Bukan Hanya Musi dan Mpek-Mpek

Mengapa tahun kunjungan ke Sumateraselatan tahun ini diberi nama Visit Musi 2008? Apakah jauh-jauh wisatawan datang hanya akan disuguhi panorama Sungai Musi? Tidak adakah obyek wisata lainnya sehingga semua harus tertumpu di nama besar Sungai Musi?

Demikian halnya dengan jenis kuliner yang selalu diandalkan Sumsel. Mengapa selalu mpek-mpek? Tidak bisakah mengangkat jenis makanan lainnya, sehingga wisatawan yang datang tak hanya sekadar membawa oleh-oleh mpek-mpek yang di kota-kota lain pun sudah menjamur.

Sesungguhnya, jika Pemda Sumsel jeli, maka wisata kuliner bisa menjadi komoditi primadona di Palembang. Tengoklah beberapa jenis makanan di Palembang yang begitu populer, selain mpek-mpek tentunya.
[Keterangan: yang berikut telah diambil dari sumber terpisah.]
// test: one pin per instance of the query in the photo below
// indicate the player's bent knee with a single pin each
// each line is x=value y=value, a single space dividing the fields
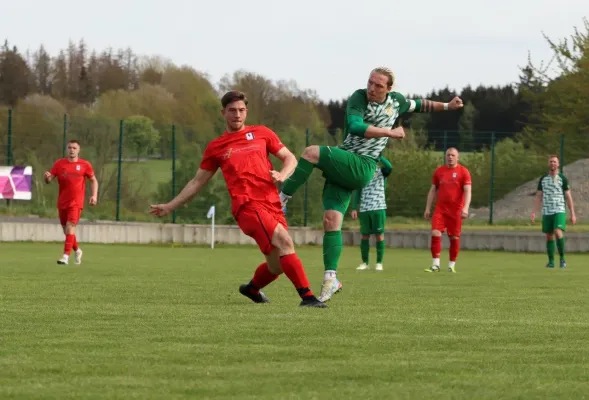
x=558 y=233
x=282 y=241
x=332 y=220
x=311 y=154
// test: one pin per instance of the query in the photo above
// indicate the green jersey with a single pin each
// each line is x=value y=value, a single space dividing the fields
x=372 y=197
x=553 y=189
x=361 y=113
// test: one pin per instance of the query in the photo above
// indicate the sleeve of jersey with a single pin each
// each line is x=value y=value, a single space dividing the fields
x=89 y=171
x=565 y=183
x=387 y=167
x=208 y=160
x=54 y=169
x=273 y=143
x=355 y=114
x=467 y=178
x=356 y=200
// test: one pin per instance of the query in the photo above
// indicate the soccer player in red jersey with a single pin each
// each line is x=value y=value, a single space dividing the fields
x=241 y=153
x=452 y=186
x=71 y=173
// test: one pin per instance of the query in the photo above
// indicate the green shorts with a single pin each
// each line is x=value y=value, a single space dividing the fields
x=372 y=222
x=344 y=172
x=554 y=221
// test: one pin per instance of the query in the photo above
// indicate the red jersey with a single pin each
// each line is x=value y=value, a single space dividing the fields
x=243 y=159
x=71 y=177
x=450 y=184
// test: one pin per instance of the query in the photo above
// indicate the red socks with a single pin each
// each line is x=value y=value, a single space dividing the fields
x=454 y=248
x=69 y=243
x=293 y=269
x=436 y=246
x=262 y=278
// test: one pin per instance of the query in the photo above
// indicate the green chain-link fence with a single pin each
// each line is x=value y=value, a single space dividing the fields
x=504 y=168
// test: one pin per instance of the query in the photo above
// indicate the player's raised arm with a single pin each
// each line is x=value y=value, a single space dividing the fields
x=355 y=124
x=537 y=201
x=426 y=106
x=191 y=189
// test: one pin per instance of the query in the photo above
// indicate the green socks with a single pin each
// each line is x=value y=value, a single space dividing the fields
x=550 y=248
x=299 y=177
x=365 y=250
x=332 y=249
x=379 y=251
x=560 y=247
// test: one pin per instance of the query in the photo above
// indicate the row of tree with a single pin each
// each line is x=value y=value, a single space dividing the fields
x=97 y=90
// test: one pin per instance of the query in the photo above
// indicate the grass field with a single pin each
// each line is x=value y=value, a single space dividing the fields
x=161 y=322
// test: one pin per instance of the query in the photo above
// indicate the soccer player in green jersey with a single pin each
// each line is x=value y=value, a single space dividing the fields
x=553 y=192
x=372 y=206
x=370 y=116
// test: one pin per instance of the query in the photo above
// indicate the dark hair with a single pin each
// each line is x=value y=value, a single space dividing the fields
x=232 y=96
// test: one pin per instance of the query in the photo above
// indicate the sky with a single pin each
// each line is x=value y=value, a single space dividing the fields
x=324 y=45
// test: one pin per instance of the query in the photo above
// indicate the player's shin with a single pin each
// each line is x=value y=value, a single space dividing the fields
x=436 y=249
x=68 y=244
x=298 y=178
x=365 y=250
x=379 y=251
x=294 y=270
x=332 y=250
x=560 y=247
x=262 y=278
x=550 y=250
x=454 y=250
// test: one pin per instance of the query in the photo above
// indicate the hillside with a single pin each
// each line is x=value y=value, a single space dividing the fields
x=518 y=203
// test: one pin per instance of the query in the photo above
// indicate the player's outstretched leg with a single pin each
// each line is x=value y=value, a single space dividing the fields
x=332 y=251
x=262 y=278
x=436 y=249
x=454 y=250
x=301 y=174
x=560 y=246
x=364 y=252
x=380 y=245
x=290 y=263
x=77 y=251
x=550 y=249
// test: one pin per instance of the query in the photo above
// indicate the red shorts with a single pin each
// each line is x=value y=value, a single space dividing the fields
x=260 y=223
x=69 y=215
x=450 y=222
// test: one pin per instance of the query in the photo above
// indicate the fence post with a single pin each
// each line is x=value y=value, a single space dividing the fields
x=64 y=134
x=562 y=153
x=173 y=169
x=306 y=197
x=9 y=146
x=119 y=167
x=492 y=183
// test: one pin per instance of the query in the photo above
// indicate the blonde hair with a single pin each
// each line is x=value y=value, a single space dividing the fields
x=386 y=72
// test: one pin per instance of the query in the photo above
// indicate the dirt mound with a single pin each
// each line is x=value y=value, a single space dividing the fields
x=518 y=203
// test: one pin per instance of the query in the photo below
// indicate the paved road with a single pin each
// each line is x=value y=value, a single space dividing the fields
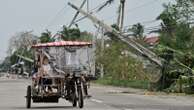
x=104 y=98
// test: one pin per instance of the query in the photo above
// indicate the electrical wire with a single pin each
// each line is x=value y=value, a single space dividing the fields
x=55 y=17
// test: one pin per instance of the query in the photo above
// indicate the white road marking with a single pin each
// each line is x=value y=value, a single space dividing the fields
x=96 y=100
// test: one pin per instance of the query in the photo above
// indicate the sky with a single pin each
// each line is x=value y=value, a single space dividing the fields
x=39 y=15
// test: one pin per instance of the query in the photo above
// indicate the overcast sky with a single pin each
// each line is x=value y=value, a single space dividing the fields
x=38 y=15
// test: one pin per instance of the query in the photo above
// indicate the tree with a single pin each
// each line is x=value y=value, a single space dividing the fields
x=137 y=30
x=70 y=34
x=46 y=37
x=176 y=30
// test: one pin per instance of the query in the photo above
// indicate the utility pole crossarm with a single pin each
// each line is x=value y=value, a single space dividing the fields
x=138 y=47
x=77 y=13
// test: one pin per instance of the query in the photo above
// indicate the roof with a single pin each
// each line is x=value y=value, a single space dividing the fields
x=152 y=40
x=62 y=44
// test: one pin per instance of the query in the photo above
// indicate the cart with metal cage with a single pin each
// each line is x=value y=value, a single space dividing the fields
x=59 y=70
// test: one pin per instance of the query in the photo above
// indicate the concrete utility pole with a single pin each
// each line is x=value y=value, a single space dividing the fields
x=121 y=12
x=77 y=13
x=138 y=47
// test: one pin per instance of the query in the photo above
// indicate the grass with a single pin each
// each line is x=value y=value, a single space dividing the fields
x=138 y=84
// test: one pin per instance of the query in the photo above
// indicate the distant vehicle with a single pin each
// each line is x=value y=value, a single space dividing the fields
x=58 y=73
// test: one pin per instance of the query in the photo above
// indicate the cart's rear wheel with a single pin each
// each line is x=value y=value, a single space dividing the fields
x=28 y=97
x=74 y=101
x=80 y=97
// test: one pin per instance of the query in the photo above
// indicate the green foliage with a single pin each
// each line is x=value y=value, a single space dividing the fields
x=118 y=64
x=70 y=34
x=46 y=37
x=74 y=34
x=137 y=30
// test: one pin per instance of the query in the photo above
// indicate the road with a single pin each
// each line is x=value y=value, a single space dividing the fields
x=12 y=94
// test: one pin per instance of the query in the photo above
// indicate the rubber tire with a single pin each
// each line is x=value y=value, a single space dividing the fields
x=74 y=101
x=28 y=97
x=80 y=98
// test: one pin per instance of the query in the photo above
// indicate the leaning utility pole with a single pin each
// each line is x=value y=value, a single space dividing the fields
x=77 y=13
x=121 y=12
x=138 y=47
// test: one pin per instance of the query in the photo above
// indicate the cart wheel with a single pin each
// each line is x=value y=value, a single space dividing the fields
x=74 y=101
x=80 y=98
x=28 y=97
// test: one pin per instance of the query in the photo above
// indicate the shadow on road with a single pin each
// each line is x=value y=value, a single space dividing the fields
x=46 y=107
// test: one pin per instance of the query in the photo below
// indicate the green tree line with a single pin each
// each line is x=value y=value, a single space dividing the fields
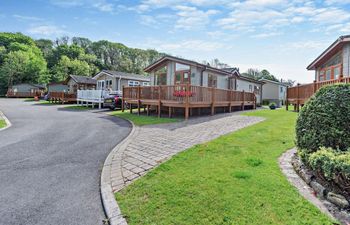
x=25 y=60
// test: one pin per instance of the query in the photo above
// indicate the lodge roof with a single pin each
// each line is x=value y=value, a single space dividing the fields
x=329 y=52
x=130 y=76
x=82 y=79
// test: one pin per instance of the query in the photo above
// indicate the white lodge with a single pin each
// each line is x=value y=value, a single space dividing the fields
x=171 y=70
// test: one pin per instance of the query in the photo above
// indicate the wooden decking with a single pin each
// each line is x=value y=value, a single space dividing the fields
x=186 y=97
x=299 y=94
x=16 y=94
x=61 y=97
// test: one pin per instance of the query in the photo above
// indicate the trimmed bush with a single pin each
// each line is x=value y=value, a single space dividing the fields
x=272 y=105
x=324 y=121
x=333 y=166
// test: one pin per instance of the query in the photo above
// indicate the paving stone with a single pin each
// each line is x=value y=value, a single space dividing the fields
x=154 y=144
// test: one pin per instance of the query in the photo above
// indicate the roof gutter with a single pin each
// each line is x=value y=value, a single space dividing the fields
x=341 y=39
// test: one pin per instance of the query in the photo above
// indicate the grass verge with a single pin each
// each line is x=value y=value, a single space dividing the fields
x=2 y=123
x=141 y=120
x=234 y=179
x=77 y=107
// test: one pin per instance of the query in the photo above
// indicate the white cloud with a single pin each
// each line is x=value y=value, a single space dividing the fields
x=329 y=16
x=340 y=2
x=27 y=18
x=101 y=5
x=104 y=7
x=184 y=46
x=266 y=35
x=148 y=20
x=191 y=17
x=46 y=30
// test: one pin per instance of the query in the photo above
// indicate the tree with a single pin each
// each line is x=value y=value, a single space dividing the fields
x=46 y=46
x=66 y=67
x=253 y=73
x=82 y=42
x=23 y=66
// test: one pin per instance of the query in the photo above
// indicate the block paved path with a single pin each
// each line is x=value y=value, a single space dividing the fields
x=148 y=146
x=50 y=162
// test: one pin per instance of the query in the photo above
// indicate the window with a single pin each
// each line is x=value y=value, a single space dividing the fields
x=100 y=85
x=321 y=76
x=160 y=76
x=328 y=74
x=133 y=83
x=182 y=74
x=109 y=84
x=212 y=80
x=336 y=72
x=256 y=90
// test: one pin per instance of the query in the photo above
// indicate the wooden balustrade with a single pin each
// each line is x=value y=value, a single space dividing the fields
x=185 y=96
x=62 y=97
x=16 y=94
x=299 y=94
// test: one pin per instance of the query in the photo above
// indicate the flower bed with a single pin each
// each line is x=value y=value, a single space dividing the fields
x=323 y=138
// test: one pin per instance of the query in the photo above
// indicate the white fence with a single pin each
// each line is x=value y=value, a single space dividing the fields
x=91 y=96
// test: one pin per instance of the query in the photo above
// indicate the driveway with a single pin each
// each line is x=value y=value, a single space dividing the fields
x=50 y=163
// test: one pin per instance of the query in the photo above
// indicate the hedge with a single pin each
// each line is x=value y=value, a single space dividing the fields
x=324 y=121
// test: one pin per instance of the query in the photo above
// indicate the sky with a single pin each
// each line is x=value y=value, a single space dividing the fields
x=278 y=35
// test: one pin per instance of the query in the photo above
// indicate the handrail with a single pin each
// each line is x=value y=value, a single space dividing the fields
x=300 y=93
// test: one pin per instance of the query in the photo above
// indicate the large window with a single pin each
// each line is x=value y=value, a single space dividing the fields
x=212 y=81
x=336 y=72
x=133 y=83
x=182 y=74
x=109 y=84
x=329 y=73
x=256 y=90
x=160 y=76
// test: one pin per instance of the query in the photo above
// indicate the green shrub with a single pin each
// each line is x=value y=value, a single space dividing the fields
x=331 y=163
x=266 y=102
x=324 y=120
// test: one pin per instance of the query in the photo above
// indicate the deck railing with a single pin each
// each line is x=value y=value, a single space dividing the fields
x=186 y=96
x=16 y=94
x=299 y=94
x=62 y=95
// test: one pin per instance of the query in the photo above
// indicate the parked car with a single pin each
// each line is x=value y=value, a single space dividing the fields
x=113 y=101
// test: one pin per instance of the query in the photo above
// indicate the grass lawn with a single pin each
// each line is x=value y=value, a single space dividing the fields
x=2 y=123
x=234 y=179
x=143 y=119
x=78 y=107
Mulai dari Mie Celor, Martabak Har, pindang tulang, pindang yang rasanya asam-asam segar karena ditambah nanas, pentung daging (bola-bola daging giling berbumbu abon), brengkes (pepes), sate ikan (gilingan ikan yang dibumbui dan dicampur telur lalu dibungkus daun dan dikukus), dan sambal kemang atau mangga muda.

Tak Terurus

Berdasarkan informasi yang berseliweran di Internet, Palembang memiliki sejumlah obyek wisata yang tak hanya keindahan Sungai Musi. Masih di sekitar Jembatan Ampera, wisatawan dapat melihat museum dan masjid agung yang namanya sama dengan bandara internasional Palembang. Tanpa mengecilkan penghargaan masyarakat dan pemerintah kepada Sultan Mahmud Badaruddin, mungkin nama museum dan masjid agung ini dapat diubah dengan nama tokoh sejarah lainnya.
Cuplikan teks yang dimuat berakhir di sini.